Uma cena ficou gravada para toda a minha vida. A campainha tocando, eu abrindo a porta, e um amigo jornalista, muito pálido, dizendo: “Mataram o Vlado, vamos todos para o Sindicato”.

Há acontecimentos que passam para a História do País e devem ser recordados e jamais esquecidos, para que não tornem a acontecer.

Uma forma de reafirmação da história é o Prêmio Vladimir Herzog de Direitos Humanos, instituído pelo Sindicato de Jornalistas, que ocorre todos os anos no mês de outubro, reavivando episódios revoltantes da ditadura militar. Também não podemos esquecer que Perseu Abramo foi um dos idealizadores do prêmio.

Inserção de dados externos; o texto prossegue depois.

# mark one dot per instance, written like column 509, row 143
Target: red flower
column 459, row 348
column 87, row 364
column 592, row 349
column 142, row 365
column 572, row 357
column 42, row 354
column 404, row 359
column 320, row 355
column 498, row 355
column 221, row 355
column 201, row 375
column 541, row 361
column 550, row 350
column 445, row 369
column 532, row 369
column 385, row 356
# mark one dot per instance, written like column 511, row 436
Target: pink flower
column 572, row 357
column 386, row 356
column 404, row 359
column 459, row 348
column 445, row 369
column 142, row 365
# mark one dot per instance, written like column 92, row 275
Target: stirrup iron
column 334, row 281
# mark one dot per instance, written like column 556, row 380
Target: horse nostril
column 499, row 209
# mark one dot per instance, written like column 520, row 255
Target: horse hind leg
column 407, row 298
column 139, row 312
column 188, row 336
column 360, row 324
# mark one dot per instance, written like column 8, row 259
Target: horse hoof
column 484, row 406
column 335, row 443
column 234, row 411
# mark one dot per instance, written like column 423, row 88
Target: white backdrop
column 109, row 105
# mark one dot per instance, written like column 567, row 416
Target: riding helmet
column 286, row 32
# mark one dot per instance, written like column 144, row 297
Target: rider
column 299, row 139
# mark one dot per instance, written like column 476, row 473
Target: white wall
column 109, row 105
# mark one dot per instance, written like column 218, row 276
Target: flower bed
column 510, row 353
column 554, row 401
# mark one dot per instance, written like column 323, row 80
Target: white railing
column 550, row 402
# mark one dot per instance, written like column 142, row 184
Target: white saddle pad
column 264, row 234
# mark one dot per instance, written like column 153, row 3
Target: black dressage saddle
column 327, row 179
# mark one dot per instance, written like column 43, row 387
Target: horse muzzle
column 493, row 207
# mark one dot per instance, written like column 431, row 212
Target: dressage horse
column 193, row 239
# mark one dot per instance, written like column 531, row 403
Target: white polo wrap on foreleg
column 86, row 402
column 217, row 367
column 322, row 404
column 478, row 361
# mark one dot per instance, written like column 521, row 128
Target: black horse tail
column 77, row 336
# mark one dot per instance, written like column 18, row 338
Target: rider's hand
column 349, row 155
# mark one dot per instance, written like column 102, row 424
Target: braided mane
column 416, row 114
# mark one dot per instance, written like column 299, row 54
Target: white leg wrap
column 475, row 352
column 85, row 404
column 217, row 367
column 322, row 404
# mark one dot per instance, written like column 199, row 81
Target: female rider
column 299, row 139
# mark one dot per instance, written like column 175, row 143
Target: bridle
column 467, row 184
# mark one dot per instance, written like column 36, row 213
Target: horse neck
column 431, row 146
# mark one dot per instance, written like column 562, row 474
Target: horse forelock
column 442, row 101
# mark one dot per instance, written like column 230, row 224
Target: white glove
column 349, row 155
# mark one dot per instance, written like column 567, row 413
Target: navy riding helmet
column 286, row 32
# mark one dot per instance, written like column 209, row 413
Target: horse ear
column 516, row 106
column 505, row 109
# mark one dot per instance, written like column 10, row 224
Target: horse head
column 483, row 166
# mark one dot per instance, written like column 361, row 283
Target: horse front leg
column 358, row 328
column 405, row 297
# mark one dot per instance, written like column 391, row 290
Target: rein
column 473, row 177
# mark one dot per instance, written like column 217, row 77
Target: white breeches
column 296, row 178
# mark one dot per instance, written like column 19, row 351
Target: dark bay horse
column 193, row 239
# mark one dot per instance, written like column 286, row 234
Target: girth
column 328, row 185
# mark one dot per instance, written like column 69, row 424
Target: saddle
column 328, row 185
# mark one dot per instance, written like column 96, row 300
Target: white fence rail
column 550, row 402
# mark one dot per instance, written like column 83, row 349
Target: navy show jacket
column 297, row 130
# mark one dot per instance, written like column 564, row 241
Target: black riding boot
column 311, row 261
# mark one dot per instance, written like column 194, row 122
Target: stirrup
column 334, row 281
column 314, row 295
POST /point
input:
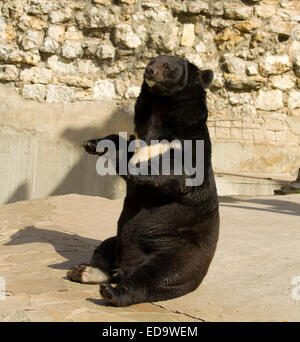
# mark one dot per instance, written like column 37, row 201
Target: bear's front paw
column 90, row 146
column 86, row 274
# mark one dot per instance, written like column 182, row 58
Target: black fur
column 167, row 231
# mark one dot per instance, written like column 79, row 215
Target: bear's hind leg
column 159, row 278
column 102, row 265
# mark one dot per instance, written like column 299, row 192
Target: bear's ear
column 206, row 77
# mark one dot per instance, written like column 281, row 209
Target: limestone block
column 72, row 49
column 188, row 35
column 34, row 91
column 32, row 39
column 125, row 37
column 105, row 50
column 294, row 99
column 8, row 72
column 104, row 90
column 275, row 64
column 36, row 75
column 57, row 93
column 282, row 82
column 269, row 100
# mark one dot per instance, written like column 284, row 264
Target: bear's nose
column 150, row 71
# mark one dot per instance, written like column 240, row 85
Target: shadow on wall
column 20, row 194
column 74, row 248
column 271, row 205
column 82, row 178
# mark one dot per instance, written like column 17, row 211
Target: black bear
column 168, row 230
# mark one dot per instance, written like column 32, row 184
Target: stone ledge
column 249, row 279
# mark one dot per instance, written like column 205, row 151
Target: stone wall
column 96, row 50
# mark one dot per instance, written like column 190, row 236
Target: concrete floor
column 255, row 275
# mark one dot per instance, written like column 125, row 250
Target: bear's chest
column 156, row 127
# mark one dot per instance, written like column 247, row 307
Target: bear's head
column 167, row 75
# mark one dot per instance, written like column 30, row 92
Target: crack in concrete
column 178, row 312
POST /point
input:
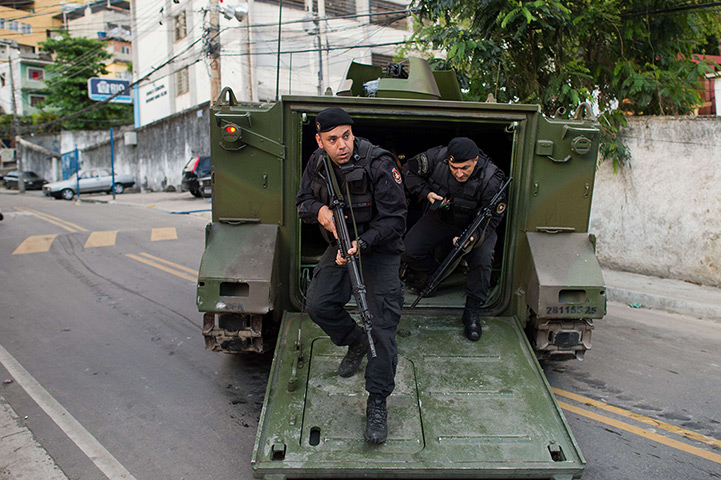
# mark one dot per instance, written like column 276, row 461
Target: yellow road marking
column 174, row 265
column 641, row 418
column 714, row 457
column 101, row 239
column 163, row 234
column 161, row 267
column 71, row 227
column 35, row 244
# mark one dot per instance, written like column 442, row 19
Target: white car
column 94, row 180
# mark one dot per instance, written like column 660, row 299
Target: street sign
column 102, row 88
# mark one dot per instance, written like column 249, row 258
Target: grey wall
column 163, row 148
column 660, row 215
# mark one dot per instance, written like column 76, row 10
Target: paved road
column 102, row 338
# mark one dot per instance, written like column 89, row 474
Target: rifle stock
column 345, row 244
column 462, row 244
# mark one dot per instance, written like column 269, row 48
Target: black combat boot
column 376, row 419
column 472, row 321
column 352, row 360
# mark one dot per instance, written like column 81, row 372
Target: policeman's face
column 462, row 171
column 337, row 143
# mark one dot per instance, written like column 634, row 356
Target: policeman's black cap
column 462, row 149
column 330, row 118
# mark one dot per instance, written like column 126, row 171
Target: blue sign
column 103, row 88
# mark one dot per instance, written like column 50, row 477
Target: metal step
column 460, row 409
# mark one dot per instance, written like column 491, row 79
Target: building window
column 180, row 28
column 36, row 74
column 337, row 8
column 36, row 100
column 397, row 20
column 182, row 83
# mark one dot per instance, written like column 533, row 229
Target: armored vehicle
column 461, row 409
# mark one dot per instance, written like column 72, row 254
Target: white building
column 173, row 44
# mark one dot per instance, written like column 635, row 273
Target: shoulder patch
column 397, row 176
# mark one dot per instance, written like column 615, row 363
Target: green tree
column 76, row 60
column 632, row 55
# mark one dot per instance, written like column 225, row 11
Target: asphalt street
column 643, row 404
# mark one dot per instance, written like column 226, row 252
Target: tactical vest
column 357, row 177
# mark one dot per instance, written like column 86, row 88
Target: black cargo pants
column 429, row 233
column 330, row 290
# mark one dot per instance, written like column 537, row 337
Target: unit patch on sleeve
column 397, row 176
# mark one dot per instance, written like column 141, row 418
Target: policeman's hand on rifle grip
column 351, row 251
column 433, row 196
column 325, row 218
column 469, row 242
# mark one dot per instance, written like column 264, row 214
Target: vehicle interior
column 405, row 139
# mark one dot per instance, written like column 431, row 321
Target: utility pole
column 214, row 49
column 14, row 130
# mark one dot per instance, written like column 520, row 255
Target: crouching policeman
column 456, row 180
column 371, row 184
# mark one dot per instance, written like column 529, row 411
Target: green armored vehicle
column 461, row 409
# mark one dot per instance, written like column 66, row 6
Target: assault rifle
column 344, row 243
column 463, row 244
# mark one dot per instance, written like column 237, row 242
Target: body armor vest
column 354, row 178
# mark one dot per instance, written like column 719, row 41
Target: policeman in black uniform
column 368, row 175
column 456, row 180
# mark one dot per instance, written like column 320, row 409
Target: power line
column 639, row 13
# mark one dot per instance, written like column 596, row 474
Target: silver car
column 90, row 181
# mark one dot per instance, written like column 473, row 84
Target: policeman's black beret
column 462, row 149
column 328, row 119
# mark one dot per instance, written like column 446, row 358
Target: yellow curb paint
column 641, row 418
column 101, row 239
column 174, row 265
column 161, row 267
column 35, row 244
column 163, row 234
column 655, row 437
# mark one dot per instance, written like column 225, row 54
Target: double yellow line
column 165, row 266
column 648, row 434
column 70, row 227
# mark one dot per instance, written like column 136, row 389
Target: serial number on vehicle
column 571, row 309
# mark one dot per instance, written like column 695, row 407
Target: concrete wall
column 660, row 215
column 163, row 148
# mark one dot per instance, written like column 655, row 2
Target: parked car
column 195, row 169
column 31, row 180
column 91, row 181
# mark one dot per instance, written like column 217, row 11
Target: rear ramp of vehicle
column 460, row 409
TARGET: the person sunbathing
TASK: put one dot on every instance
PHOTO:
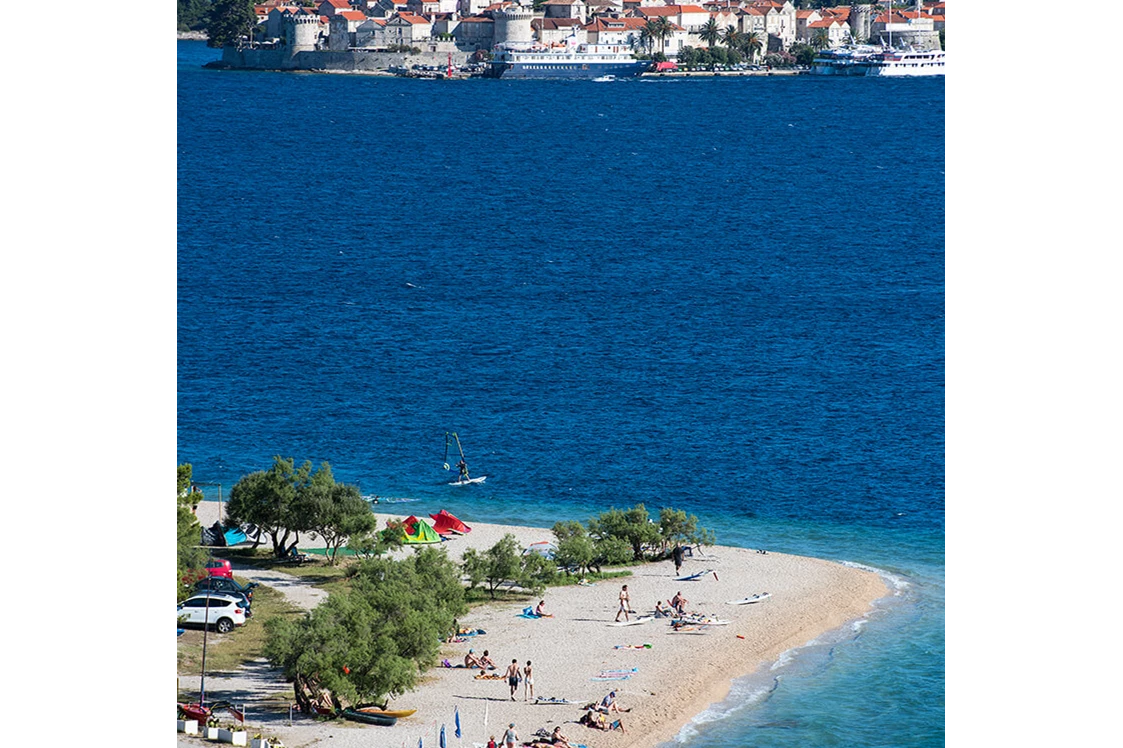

Lembrar os 25 anos do assassinato do jornalista Vladimir Herzog nas dependências do DOI-Codi mostra, principalmente aos mais jovens, o horror de um governo ditatorial e a importância do regime democrático.

Uma cena ficou gravada para toda a minha vida. A campainha tocando, eu abrindo a porta, e um amigo jornalista, muito pálido, dizendo: “Mataram o Vlado, vamos todos para o Sindicato”.

Lembro bem da assembléia no auditório do Sindicato, totalmente lotado, e o sentimento geral de perplexidade diante de um ato tão covarde, pois Vlado chegou ao DOI às 8 horas da manhã e no final da tarde estava morto.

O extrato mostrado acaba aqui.